Когда Ника узнала, что председатель колхоза просит ее зайти в правление, она удивленно подняла тонкие брови и капризно скривила губы. «Зачем я ему понадобилась?» Весь вечер она не могла отделаться от мысли о председателе и все не могла решить: пойти или нет. Посоветоваться было не с кем: отец и мать еще не вернулись с работы.

Перед новым председателем, которого она еще не видела, у нее была необъяснимая робость. Он заочно внушил ей уважение ученостью, вызывал любопытство.

«А что если сходить?..» — подумала она наконец, почти уже не колеблясь.

Одевшись в синюю юбку, красную шерстяную кофточку — в этом наряде, говорили ей, она выглядела очень привлекательной, — посмотрелась в зеркало и осталась довольна собой.

Спустя немного времени она простучала высокими каблуками по ступенькам правленского крыльца и непринужденно прошла мимо бухгалтера в кабинет председателя.

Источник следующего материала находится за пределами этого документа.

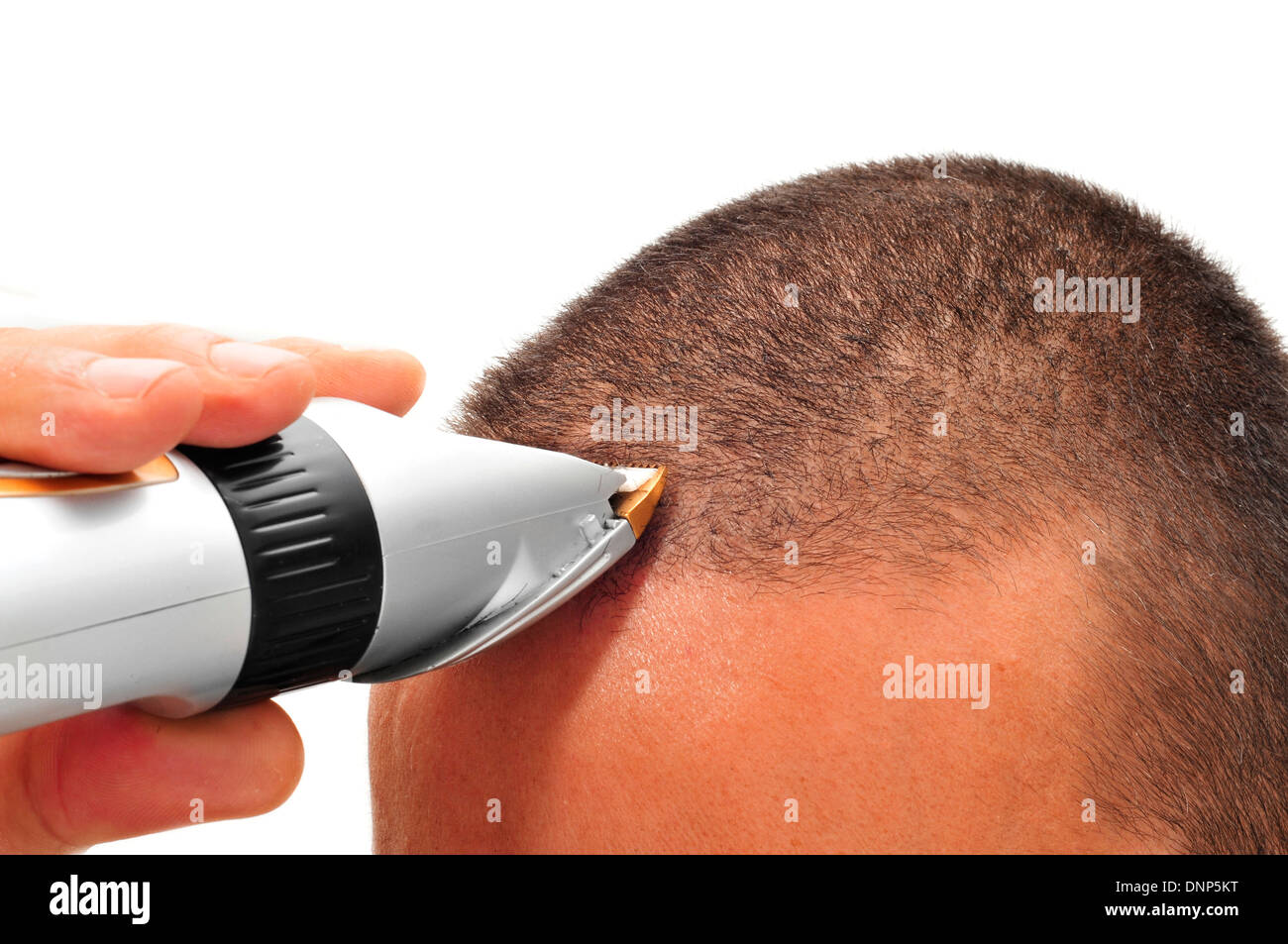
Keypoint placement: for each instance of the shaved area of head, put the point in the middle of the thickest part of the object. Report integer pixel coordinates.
(900, 450)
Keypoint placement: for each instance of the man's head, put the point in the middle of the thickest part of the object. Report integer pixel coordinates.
(938, 421)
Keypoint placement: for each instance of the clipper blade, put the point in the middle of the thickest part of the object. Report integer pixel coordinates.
(636, 497)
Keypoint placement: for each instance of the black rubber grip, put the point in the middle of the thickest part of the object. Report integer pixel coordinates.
(312, 553)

Венков в это время собирался уходить и надевал жесткий хрустящий плащ. На приветствие девушки он ответил холодно и, повесив плащ на крюк, показал рукой на стул.

— Прошу!

Ника села, раскинув по стулу широкую юбку, положила ногу на ногу и бесцеремонно уставилась на председателя. А он, казалось, не обращал на нее внимания и о чем-то думал, склонив молодое еще, смугловатое лицо.

— Вы меня звали, — сказала Ника, поправляя кофточку на груди. — Вот я и пришла.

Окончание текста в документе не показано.